Most business families believe their members should be deeply involved in the operations of their business. It has always been considered a right as well as a responsibility. But the scenario is changing with the shrinking size of families and growing complexities of business, often resulting in a shortage of competent family members to work in the business.
Young family members now openly ask, "Why I should I work in the business?" Most often such a question is never asked because the best person to ask it is the promoter himself. It is only under extreme compulsions such questions are noticed. In several entrepreneurial and family ventures, big and small, old and young, one can now hear echoes of this or similar questions.
Emergence of several new and exciting alternative opportunities is making many next-gens sit up and think of the options. Indeed, there are solutions if only promoters are willing to listen. The premises for promoters working in their ventures are many.
Besides having the freedom to build the business as one likes, the person believes (often rightly) that he alone (and his immediate family) has the passion and commitment. He knows that he cannot easily trust anybody. Above all, running the business keeps him busy. It allows him opportunities to account for his expenses, personal or business.
In essence, the owner is the operating head as also the head of strategy and governance, besides being the key investor. When the business is small, it is easy to have all the above capabilities blended in one person. But as the business grows, several of its critical success factors do change. That is when ownership rights do not necessarily make a person a good manager too.
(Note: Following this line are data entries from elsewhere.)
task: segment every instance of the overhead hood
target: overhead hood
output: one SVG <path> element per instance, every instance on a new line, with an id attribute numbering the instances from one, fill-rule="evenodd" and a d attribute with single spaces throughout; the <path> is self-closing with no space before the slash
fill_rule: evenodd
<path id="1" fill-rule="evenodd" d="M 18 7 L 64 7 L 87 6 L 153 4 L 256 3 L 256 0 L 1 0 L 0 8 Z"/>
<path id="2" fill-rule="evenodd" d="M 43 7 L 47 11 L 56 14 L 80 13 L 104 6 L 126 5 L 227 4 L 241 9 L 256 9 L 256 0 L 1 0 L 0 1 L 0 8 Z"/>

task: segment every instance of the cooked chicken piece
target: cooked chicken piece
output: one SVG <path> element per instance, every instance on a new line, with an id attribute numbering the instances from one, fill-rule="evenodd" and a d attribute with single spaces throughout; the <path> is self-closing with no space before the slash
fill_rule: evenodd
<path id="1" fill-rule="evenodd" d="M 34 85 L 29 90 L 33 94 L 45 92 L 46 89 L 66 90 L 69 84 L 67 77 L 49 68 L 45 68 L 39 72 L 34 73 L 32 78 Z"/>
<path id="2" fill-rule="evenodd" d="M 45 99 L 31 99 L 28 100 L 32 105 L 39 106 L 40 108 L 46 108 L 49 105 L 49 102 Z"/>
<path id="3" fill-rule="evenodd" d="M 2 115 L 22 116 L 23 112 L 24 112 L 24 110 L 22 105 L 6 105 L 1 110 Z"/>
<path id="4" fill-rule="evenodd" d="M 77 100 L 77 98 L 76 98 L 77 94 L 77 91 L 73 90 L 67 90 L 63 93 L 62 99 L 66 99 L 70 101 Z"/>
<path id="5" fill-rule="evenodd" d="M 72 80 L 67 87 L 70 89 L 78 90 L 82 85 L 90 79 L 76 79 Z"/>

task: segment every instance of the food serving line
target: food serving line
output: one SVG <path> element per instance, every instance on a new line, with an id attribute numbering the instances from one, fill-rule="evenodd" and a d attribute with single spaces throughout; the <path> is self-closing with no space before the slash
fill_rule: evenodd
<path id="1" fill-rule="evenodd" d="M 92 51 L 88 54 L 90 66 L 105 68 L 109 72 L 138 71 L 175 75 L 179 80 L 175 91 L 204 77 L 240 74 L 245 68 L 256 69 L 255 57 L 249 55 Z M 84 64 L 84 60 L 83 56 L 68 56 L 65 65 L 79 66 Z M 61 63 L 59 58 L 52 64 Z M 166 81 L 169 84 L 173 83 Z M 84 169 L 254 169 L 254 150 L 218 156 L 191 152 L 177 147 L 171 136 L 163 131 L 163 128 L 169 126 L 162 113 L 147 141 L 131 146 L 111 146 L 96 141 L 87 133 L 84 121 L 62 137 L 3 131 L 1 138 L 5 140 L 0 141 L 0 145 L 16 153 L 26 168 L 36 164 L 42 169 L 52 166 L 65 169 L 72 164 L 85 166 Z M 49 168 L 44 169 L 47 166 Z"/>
The reasons for the promoter to operationally run the business, such as occupation, monetary rewards, social status and trust may still be true. But the question is whether he is the right person to do so, purely from the angle of the business and its competitiveness. In European and American companies, there are major shareholders who are not involved in anything at all but continue to enjoy dividends and capital appreciation as investing owners.
The assumption that owners should be involved in the business on a day to day basis is a myth. We can break it if suitably qualified persons can be appointed for the job. This is not easy primarily because there are several ownership related concerns to be addressed, of which trust in integrity and confidentiality are the most important for any promoters.
Of course, they do not want their hard work of years of building the business destroyed by an 'outsider'. The way out is to design organization structure and systems professionally. One has to create robust systems and processes, high quality internal and external audits and performance linked incentives.
Owners need to think like entrepreneurs and find opportunities for growth. They should no longer see operational involvement of their successors as a responsibility; they should cultivate their interest and capabilities as strategists and investors. Such an approach not only helps grow the wealth but also find a number of family members connected with the business in one way or other.